Critical Levels and Prospect of Recovery
Key industry thinkers are watching closely. Charles Edwards, the mind behind Capriole Investments, has spotlighted the $91,000 level as a key resistance marker. If Bitcoin can close above this point on a daily basis, it could potentially reverse the downward trend. However, should the price fall further below $71,000 to $78,000, it might lead to additional negative pressure. Edwards pointed to the Philadelphia Fed's Business Outlook Survey, which dipped below 15, usually a harbinger of economic downturns, adding yet another layer to the complex picture.
Despite the current turbulence, there's no shortage of long-term positivity.

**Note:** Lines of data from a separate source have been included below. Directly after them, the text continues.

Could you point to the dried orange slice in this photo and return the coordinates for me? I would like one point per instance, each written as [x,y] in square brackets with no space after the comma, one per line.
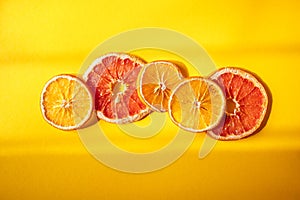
[113,78]
[197,104]
[246,100]
[66,102]
[156,82]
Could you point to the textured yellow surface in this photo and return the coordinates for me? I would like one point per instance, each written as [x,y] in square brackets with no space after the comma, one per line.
[40,39]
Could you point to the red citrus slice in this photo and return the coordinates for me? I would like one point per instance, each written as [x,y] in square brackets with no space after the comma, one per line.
[113,78]
[246,103]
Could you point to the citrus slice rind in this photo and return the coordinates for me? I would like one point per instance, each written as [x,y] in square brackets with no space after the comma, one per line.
[66,102]
[197,104]
[157,80]
[246,103]
[113,80]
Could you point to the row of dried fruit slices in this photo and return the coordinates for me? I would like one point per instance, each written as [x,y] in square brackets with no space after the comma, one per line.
[122,88]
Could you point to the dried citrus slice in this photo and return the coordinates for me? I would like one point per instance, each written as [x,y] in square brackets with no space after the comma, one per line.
[197,104]
[246,100]
[66,102]
[113,78]
[156,83]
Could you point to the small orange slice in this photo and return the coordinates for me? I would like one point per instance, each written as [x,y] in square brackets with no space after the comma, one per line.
[197,104]
[156,82]
[66,102]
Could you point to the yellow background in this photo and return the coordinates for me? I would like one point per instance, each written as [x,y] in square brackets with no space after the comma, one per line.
[40,39]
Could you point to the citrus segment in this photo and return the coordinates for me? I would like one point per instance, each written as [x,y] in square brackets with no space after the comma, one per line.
[246,100]
[66,103]
[113,79]
[156,82]
[197,104]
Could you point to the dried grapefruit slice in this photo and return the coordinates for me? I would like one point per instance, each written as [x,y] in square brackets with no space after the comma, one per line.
[156,83]
[246,100]
[66,102]
[113,78]
[197,104]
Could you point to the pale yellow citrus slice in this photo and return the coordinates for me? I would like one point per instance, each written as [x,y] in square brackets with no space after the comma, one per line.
[157,80]
[66,102]
[197,104]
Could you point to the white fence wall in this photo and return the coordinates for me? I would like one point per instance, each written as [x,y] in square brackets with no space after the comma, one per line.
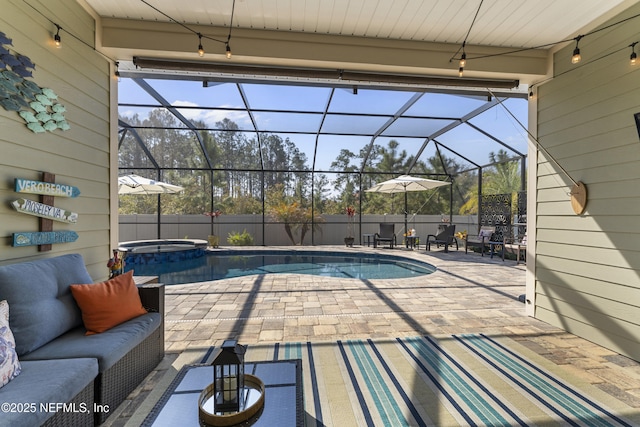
[331,232]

Analysts like Zach Pandl from Grayscale express that the tariffs might chip away at the U.S. dollar's grip over the world, paving the way for Bitcoin as a decentralized asset outside sovereign control.

Potential Catalysts for Change
There's buzz around possible regulatory changes under Trump's administration, including whispers about setting up a Bitcoin Strategic Reserve and the introduction of the 'Bitcoin Act of 2025.' These potential shifts are thought to be drivers that could turbocharge institutional adoption of Bitcoin. However, questions linger regarding Bitcoin's viability within corporate treasuries, given its infamous volatility and the ever-present specter of regulatory challenges.
Another potential game-changer is the Federal Reserve. If it leans towards another round of quantitative easing, coupled with a growing M2 money supply, it might set the stage for another Bitcoin price rally due to enhanced liquidity. Yet, timing this is anyone's guess.
With economic uncertainties reaching levels we haven't felt since 2000, 2008, and even 2022, the atmosphere is fraught with tension. Traders are gearing up to weather ongoing volatility as the world digests the ripple effects of the new trade policies.